Bearing Witness, 60 Years On
Speaking at the United Nations, a Nobel Laureate and Auschwitz survivor calls on the world to remember the Nazi death camps.
BY: Elie Wiesel
Mr. President of the General Assembly, Mr. Secretary-General my friend, excellencies:
The man who stands before you this morning feels deeply privileged. A teacher and writer, he speaks and writes as a witness to a crime committed in the heart of European Christendom and civilization by a brutal dictatorial regime-a crime of unprecedented cruelty in which all segments of government participated
When speaking about that era of darkness, the witness encounters difficulties. His words become obstacles rather than vehicles; he writes not with words but against words. For there are no words to describe what the victims felt when death was the norm and life a miracle.
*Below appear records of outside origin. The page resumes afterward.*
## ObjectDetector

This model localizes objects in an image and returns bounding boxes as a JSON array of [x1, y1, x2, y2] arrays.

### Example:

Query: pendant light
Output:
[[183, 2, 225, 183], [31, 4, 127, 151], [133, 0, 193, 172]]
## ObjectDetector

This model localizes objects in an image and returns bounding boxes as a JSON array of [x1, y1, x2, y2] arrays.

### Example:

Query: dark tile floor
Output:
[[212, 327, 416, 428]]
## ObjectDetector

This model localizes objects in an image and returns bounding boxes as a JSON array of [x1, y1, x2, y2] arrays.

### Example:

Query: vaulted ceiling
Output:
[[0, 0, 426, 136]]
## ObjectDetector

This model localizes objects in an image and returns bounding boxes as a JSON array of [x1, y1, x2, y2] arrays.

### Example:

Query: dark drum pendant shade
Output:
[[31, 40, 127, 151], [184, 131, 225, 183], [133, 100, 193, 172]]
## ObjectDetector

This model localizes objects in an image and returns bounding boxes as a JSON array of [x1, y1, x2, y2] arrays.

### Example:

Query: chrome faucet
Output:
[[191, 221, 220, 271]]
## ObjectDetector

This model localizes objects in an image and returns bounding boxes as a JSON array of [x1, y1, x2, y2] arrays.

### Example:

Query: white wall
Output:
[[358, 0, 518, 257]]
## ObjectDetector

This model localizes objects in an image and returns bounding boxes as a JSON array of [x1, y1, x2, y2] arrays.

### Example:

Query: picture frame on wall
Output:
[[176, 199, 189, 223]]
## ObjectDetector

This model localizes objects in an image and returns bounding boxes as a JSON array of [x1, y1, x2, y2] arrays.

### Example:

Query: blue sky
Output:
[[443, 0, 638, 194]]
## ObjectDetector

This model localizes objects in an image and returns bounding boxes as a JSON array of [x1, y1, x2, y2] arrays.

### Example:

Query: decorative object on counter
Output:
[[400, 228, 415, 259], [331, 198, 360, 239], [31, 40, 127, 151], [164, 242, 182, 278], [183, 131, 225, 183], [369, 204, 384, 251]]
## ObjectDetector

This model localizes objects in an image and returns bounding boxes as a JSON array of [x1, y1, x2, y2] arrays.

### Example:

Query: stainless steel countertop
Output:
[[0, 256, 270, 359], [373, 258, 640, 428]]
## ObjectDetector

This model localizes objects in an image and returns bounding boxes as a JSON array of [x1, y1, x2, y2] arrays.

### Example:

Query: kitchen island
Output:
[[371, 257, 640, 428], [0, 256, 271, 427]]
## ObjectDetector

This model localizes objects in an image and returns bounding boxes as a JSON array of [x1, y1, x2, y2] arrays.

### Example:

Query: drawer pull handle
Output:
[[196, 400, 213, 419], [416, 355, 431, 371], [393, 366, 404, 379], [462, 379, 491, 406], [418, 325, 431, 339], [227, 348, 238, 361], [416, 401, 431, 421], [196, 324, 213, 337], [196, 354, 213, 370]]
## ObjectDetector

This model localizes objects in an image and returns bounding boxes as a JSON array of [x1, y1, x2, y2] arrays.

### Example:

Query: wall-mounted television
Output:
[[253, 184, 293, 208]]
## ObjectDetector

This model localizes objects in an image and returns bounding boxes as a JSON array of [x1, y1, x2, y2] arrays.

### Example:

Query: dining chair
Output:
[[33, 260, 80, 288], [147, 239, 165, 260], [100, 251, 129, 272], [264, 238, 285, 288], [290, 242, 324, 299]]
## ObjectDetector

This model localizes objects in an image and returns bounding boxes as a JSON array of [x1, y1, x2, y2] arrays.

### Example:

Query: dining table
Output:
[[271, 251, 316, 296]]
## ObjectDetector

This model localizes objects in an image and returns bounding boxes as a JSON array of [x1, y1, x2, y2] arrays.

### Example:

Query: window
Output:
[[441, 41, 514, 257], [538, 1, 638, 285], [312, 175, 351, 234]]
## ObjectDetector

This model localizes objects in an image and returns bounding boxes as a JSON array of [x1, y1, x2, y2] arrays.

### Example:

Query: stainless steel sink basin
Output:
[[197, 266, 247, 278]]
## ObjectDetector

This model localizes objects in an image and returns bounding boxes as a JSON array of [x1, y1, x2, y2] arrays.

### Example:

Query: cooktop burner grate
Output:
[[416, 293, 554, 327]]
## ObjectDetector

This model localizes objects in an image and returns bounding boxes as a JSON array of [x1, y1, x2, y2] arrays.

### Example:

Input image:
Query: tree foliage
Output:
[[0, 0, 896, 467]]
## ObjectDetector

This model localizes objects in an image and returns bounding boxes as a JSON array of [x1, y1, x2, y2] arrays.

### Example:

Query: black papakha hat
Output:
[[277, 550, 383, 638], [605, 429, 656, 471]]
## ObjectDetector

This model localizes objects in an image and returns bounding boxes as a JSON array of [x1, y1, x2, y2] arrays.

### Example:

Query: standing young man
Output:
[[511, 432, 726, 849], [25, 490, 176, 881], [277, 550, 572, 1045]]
Still, whether you know it or not, his memory is part of yours.
I speak to you as a son of an ancient people, the only people of antiquity to have survived antiquity, the Jewish people which, throughout much of its history, has endured exile and oppression yet has never given up hope of redemption
As a young adolescent, he saw what no human being should have to see: the triumph of political fanaticism and ideological hatred for those who were different. He saw multitudes of human beings humiliated, isolated, tormented, tortured, and murdered. They were overwhelmingly Jews but there were others. And those who committed these crimes were not vulgar underworld thugs but men with high government, academic, industrial, and medical positions in Germany. In recent years, that nation has become a true democracy. But the question remains open: In those dark years, what motivated so many brilliant and committed public servants to invent such horrors? By its scope and magnitude, by its sheer weight of numbers, by the impact of so much humiliation and pain, in spite of being the most documented tragedy in the annals of history, Auschwitz still defies language and understanding.
Let me evoke those times:
Babies used as target practice by SS men...Adolescents condemned never to grow old...Parents watching their children thrown into burning pits ...Immense solitude engulfing an entire people...Infinite despair haunting our days and our dreams even 60 years later...
When did what we so poorly call the Holocaust begin? In 1938, during Kristallnacht? In 1939 perhaps, when a German ship, the St. Louis, with more than a thousand German Jewish refugees aboard, was turned back from America's shores? Or was it when the first massacres occurred in Babi Yar?
We still ask: What was Auschwitz: an end or a beginning, an apocalyptic consequence of centuries-old bigotry and hatred, or was it the final convulsion of demonic forces in human nature?
A creation parallel to God's-a world with its own antinomian United Nations of people of different nationalities, traditions, cultures, socio-economic spheres, speaking many languages, clinging to a variety of faiths and memories. They were grown ups or young, but inside that world there were no children and no grandparents; they had already perished.